Ok, let me be totally frank and up-front with you right from the get-go. This week’s blog is going to be an entirely unpleasant affair (hopefully) – basically a stream-of-consciousness complaint. I have exactly two aims. One: that I can somehow pack enough exaggerated vitriol into this complaint that it ends up more-or-less amusing (for you, lovely reader). And, two: that in the course of making it I’ll wind up just slightly less eager to break things with a mallet. Right then, off we go…
Here’s the essential nub of the matter. Verizon – English readers, think BT or similar – is the dumbest, shittest, most aggravating company I’ve ever encountered. Never before have I even so much as glimpsed the tawdry brand of uselessness that is their worthless, decrepit, malformed and rotten stock-in-trade. They are, on a good day, shoddy, second-rate, and half-arsed. On a bad day, they reach such Himalayan heights of incompetence that you can only really respond to them stupefied and trembling. All the climbing gear in the world couldn’t hope to get you even within screaming distance of their one-of-a-kind lofty crapness.
They are staggeringly inept. This, I firmly believe, is a company that could be nonplussed by a pencil sharpener, outwitted by a malfunctioning random-word generator, and outmaneuvered by a sloth – that’s dead, buried in the ground and set in four feet of concrete. You could ask them for the time and they’d give you a teapot. After first pissing in it, drinking the piss, and then haranguing you for a breath-mint.
Nothing about Verizon is as it should be. They play by a different set of rules, and these new rules they abandon too, in favor of breaking you down through any random means. You call them because one of their products doesn’t work, and they keep you on hold for an age before the line goes dead. You call back, wait even longer, then finally get through to someone who sounds even less enthused by the conversation than you are, and who straight away puts you on hold again. You start to wonder if life is worth living and the longer Verizon makes you wait, while using the time to further promote their wretched wares, the more you think it isn’t. At last you get to explain to someone else the reason why you called – and not letting you finish, they interrupt and say ‘there’s nothing we can do’ before putting you on hold.
You call again and try a different approach. ‘I want out,’ you say, ‘I’m moving to a new apartment in a week and want my [overpriced] TV service cancelled.’ They take another age but eventually agree to cancel it. Only – why, of course! – they don’t. They simply schedule a new TV installation, leaving it to be an unwanted surprise. They send emails that contradict other emails already sent and everything you were told on the phone. They ship something to your current address that you don’t need, and something to your new address that you do. You call again, and wait again, and they say ‘there’s nothing we can do’ but put you on hold again anyway, just for the shear bloody hell of it. (But, of course, I’ve scarcely scratched the surface here.)

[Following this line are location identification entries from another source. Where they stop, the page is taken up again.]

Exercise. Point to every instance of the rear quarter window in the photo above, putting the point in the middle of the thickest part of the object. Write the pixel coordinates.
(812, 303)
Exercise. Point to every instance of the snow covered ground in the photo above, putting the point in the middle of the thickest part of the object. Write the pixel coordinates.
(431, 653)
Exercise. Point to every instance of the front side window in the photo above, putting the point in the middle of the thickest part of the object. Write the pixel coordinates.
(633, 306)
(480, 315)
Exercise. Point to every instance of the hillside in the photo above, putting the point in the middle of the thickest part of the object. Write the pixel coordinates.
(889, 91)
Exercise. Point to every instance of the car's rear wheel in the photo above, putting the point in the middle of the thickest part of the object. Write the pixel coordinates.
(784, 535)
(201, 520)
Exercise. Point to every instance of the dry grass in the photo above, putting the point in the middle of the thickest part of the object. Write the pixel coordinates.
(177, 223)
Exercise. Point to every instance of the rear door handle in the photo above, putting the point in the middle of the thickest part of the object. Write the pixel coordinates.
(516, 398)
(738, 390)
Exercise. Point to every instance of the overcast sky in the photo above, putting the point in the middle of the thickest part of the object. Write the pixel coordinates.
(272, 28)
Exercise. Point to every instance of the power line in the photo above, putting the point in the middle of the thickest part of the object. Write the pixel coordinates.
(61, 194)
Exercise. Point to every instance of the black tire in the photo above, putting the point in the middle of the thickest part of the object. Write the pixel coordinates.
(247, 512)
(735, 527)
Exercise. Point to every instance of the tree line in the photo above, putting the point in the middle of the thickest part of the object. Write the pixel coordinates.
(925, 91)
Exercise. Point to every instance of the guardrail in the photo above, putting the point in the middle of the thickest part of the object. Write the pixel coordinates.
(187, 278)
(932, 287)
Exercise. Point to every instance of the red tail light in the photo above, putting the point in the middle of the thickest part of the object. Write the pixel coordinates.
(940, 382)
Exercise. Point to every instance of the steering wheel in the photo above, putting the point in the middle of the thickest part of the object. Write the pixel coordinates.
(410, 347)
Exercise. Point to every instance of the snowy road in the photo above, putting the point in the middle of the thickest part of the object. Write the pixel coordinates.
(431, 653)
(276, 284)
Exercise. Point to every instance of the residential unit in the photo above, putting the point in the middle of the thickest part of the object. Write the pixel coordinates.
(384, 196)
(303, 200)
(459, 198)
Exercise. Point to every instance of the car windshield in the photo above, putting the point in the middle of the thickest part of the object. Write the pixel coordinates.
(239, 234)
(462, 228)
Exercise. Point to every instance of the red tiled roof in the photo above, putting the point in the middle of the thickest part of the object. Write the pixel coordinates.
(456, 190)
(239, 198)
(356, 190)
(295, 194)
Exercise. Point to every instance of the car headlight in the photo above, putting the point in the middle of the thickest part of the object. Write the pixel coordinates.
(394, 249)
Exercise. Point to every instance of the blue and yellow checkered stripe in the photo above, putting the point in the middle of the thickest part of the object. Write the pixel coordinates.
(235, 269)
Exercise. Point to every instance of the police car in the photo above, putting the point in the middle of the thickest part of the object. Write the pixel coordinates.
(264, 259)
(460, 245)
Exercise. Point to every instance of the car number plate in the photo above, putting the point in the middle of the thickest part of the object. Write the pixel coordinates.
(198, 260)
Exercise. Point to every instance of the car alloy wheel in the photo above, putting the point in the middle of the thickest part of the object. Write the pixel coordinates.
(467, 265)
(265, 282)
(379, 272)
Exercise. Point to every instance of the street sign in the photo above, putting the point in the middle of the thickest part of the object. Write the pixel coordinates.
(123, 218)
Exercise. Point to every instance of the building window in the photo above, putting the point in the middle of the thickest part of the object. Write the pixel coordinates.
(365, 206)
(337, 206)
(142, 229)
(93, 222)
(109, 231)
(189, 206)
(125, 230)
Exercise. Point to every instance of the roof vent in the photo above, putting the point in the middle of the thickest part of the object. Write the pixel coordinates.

They despise you with a hot breathing passion, there’s no other explanation. Or is there? Maybe, after all, the people who run Verizon are simply the most cretinous, imbecilic, sorry sacks of skin who ever managed to stumble into a boardroom? Maybe one of them said, in between dribbling and trying to eat the overhead projector, ‘let’s not bother much with customer service, it’s not worth the effort.’ And it was too close to lunch for anyone to argue…
Or maybe they just think we’re all us stupid as they are, and will put up with this useless shit because their TV adverts paint a different picture.
“We never stop working for you…” Well, really, when did you ever start?!